Eh, perché poi mi sono rivisto da fuori. Pensi a quando e come ci sei arrivato fin lì, alla storia dei tuoi genitori, mentre Vasco canta ‘sta roba che dopo anni, quando sei un quarantenne, capisci fino in fondo.
Alla fine Vasco ti è entrato dentro.
Alla fine è entrato. A volte, quando la sera torno a casa in moto, mi capita di pensarlo. Comunque vada, alla fine questo personaggio nella mia vita ci è entrato e mi ha cambiato qualcosa. Ho lavorato con tanti artisti, con cui paradossalmente ho più confidenza. Ma quello con Vasco è un legame diverso.

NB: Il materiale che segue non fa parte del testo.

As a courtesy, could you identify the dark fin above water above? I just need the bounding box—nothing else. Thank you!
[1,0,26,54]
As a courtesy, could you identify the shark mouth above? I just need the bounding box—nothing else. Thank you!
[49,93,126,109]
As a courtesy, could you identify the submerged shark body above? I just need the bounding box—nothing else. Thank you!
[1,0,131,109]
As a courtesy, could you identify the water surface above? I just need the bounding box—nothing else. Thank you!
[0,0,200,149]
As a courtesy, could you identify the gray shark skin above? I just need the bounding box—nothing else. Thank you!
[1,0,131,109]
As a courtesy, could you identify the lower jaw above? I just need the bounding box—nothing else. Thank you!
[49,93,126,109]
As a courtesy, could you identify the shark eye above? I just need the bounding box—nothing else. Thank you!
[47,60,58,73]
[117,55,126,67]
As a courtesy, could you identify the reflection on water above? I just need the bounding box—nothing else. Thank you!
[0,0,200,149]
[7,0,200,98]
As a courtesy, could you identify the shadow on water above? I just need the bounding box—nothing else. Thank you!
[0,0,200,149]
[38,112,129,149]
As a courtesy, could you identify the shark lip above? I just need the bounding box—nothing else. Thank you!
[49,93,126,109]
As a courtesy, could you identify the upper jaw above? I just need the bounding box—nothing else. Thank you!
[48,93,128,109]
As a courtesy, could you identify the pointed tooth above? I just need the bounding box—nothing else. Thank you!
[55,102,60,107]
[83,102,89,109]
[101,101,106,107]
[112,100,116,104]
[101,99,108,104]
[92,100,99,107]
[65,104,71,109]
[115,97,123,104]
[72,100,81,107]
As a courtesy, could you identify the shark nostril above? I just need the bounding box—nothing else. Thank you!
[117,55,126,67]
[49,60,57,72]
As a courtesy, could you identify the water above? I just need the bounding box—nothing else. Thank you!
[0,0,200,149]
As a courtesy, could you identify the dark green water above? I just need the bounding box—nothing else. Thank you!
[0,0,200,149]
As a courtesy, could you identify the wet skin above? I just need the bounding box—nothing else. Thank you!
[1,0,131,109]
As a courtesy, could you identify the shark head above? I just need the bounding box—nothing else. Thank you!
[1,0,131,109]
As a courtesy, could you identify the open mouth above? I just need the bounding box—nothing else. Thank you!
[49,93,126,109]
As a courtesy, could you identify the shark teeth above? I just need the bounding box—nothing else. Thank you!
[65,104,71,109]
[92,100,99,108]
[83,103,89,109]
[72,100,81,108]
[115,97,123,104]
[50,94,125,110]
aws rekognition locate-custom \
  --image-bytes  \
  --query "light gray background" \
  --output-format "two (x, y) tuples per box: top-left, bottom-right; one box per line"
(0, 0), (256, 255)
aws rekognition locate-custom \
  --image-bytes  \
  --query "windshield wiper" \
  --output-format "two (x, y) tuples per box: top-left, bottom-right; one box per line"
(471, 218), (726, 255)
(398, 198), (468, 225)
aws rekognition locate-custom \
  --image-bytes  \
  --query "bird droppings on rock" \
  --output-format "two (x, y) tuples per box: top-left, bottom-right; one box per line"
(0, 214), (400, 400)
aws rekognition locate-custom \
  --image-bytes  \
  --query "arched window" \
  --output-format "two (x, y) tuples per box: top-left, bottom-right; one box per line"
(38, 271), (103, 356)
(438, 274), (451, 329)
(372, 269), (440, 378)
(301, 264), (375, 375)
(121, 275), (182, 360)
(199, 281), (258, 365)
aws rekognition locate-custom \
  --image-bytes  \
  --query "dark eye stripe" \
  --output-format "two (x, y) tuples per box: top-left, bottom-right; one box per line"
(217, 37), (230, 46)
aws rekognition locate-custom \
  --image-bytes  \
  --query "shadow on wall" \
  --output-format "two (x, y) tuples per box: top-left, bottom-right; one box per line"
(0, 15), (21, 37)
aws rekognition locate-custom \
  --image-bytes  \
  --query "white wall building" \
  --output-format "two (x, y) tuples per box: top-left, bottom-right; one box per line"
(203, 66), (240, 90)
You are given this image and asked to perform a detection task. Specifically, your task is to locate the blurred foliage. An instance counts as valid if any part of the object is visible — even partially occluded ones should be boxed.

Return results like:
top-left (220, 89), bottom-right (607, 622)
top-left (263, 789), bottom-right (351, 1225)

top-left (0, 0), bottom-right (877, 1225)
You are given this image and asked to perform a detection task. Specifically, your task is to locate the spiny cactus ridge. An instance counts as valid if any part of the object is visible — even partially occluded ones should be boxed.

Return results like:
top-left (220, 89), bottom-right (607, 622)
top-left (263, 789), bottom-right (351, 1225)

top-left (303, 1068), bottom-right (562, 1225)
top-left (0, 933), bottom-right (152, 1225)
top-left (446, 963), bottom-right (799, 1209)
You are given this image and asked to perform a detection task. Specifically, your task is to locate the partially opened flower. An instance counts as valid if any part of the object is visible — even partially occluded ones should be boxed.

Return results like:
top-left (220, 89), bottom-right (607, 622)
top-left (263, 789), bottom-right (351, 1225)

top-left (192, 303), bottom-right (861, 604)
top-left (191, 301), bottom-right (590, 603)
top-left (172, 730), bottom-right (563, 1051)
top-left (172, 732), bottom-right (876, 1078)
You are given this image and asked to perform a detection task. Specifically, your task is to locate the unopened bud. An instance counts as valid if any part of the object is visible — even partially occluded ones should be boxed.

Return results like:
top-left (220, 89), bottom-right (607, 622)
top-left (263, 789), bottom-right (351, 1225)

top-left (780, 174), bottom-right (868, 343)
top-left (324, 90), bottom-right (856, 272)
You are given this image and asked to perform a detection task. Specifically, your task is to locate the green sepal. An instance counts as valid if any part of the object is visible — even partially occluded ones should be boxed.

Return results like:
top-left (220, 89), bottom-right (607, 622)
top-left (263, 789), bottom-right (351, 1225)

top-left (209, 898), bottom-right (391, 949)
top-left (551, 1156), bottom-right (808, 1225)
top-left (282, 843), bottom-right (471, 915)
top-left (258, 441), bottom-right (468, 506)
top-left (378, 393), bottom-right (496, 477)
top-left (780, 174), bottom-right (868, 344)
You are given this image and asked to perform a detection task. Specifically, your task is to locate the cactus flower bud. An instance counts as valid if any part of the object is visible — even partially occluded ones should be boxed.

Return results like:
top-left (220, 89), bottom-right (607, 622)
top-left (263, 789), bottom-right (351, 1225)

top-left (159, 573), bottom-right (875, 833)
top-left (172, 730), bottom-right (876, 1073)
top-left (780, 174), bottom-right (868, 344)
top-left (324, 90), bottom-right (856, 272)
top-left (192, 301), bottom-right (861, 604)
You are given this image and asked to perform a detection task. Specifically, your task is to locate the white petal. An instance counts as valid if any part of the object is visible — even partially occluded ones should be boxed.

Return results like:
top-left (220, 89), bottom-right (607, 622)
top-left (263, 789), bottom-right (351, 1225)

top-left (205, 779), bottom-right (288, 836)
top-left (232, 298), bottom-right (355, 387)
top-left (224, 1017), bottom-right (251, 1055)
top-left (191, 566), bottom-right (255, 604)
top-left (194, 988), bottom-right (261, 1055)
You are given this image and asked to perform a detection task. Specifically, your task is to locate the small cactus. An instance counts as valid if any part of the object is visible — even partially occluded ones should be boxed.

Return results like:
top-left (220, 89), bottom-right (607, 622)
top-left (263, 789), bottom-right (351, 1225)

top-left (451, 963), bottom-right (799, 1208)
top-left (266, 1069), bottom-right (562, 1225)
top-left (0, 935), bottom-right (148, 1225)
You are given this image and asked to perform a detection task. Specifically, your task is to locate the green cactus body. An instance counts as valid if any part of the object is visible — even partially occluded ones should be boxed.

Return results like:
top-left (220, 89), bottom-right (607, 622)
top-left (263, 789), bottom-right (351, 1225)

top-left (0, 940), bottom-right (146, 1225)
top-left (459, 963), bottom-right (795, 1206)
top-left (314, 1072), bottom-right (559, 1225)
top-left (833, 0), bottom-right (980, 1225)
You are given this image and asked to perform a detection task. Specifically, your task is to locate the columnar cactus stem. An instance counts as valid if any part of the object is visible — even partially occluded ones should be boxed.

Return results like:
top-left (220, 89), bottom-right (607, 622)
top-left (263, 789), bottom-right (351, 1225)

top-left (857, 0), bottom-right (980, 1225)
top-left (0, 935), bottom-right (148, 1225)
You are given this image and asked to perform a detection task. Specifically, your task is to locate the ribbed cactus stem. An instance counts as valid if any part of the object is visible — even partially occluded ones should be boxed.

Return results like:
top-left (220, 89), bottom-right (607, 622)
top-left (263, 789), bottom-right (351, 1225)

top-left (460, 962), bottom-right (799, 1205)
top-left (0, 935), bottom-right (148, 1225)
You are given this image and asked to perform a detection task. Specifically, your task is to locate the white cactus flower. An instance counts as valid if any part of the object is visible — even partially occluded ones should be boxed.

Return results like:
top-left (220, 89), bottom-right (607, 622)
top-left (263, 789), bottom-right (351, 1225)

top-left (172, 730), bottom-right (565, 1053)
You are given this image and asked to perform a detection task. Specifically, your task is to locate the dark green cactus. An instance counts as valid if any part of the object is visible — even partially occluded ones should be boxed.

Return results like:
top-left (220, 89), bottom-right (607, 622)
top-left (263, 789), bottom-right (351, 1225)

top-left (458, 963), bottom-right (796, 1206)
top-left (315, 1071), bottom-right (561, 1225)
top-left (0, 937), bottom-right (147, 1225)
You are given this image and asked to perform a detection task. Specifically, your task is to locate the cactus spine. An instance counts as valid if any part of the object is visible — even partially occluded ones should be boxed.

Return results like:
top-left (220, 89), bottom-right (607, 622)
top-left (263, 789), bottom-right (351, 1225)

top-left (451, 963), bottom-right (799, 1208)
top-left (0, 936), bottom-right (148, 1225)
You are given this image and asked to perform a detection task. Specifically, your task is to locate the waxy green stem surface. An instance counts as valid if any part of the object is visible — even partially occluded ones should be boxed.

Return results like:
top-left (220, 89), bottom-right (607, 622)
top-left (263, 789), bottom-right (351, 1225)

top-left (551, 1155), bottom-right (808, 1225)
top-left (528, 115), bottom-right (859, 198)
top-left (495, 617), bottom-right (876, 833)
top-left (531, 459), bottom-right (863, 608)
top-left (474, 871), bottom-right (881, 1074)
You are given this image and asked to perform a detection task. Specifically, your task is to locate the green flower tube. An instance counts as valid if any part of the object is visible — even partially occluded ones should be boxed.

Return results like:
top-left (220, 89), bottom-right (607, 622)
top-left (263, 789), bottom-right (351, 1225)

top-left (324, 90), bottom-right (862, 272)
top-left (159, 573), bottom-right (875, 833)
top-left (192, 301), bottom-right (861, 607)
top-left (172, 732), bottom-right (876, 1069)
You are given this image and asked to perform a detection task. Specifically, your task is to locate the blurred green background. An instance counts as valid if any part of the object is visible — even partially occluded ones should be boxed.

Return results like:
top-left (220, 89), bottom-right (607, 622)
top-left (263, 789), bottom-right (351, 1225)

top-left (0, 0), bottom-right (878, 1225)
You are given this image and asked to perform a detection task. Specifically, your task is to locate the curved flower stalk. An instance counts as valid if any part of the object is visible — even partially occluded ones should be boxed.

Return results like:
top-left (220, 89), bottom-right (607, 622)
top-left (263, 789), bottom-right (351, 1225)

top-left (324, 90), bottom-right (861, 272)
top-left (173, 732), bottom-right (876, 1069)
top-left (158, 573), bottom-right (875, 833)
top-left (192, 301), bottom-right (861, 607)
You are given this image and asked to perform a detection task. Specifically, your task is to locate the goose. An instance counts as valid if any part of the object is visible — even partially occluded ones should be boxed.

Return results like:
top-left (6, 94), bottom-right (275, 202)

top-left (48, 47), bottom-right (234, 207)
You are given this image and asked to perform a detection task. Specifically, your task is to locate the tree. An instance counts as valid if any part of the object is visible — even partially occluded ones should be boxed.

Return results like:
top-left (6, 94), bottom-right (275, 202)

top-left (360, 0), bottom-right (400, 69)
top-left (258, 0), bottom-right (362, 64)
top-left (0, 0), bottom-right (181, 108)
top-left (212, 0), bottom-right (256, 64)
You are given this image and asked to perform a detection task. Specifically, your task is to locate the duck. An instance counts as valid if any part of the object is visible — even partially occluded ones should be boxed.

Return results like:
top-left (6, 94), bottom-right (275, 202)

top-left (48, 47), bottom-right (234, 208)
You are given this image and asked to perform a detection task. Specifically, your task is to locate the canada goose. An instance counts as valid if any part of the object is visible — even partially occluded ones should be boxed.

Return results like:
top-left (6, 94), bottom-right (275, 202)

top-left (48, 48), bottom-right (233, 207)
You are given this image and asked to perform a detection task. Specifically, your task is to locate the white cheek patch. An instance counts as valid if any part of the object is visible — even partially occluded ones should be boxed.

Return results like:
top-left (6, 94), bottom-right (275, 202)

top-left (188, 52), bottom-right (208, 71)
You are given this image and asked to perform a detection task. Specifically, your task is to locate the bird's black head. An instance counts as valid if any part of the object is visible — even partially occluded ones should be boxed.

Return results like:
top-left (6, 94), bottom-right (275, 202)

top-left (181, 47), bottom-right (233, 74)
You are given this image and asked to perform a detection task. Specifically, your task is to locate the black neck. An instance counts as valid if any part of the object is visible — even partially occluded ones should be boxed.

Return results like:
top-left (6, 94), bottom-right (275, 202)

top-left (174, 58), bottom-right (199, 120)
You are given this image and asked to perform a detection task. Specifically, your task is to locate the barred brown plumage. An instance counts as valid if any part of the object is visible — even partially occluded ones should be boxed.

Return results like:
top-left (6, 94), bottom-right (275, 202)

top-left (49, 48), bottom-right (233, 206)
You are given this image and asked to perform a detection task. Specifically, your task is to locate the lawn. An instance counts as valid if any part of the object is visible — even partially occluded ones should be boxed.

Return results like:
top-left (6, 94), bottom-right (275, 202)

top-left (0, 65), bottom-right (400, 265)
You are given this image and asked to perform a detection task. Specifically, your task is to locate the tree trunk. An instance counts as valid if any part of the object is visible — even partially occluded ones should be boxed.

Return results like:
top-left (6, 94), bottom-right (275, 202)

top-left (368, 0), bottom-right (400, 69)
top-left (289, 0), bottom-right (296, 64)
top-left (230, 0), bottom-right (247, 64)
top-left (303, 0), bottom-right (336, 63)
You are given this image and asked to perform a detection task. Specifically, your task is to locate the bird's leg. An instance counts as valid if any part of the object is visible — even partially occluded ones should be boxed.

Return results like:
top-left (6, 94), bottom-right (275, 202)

È ovvio che devo pensare qualcosa di diverso per Sfera Ebbasta, Battiato e Ezio Bosso, perché sono mondi diversi. Ma ti voglio dire una cosa importante: la gente mi identifica tanto con Vasco, a cui devo l’80% di quello che ho fatto. È l’artista italiano vivente più incredibile, anche perché una vita come la sua non ce l’ha avuta mai nessuno in Italia.
Però per me è importante l’altra faccia della medaglia. Il rapporto con Guè Pequeno, il lavoro degli ultimi anni con Sfera Ebbasta, il film sulla vita di Tintoretto con Melania Mazzucco, un Premio Strega, il mondo di Cechov in cui sono entrato con Vinicio Marchioni, per Zio Vanja. Ci sono una serie di altre tappe, un mondo che prendo e porto ovunque con me, anche nelle cose che faccio con Vasco.
Ma sempre attento a schivare un legame troppo confidenziale. Che in fondo però c’è. Di cosa hai paura davvero?
Vasco è un pezzo di storia. La storia l’ha già fatta, e una parte di storia l’ha fatta fare anche a me. C’è un po’ di riverenza quindi, e anche l’idea che, per fare un lavoro impeccabile, io debba mantenere un minimo distacco. In questo periodo si è creato un rapporto più unico che raro, e ancora oggi mi chiedo perché questa persona ha scelto me per fare questo pezzo di percorso?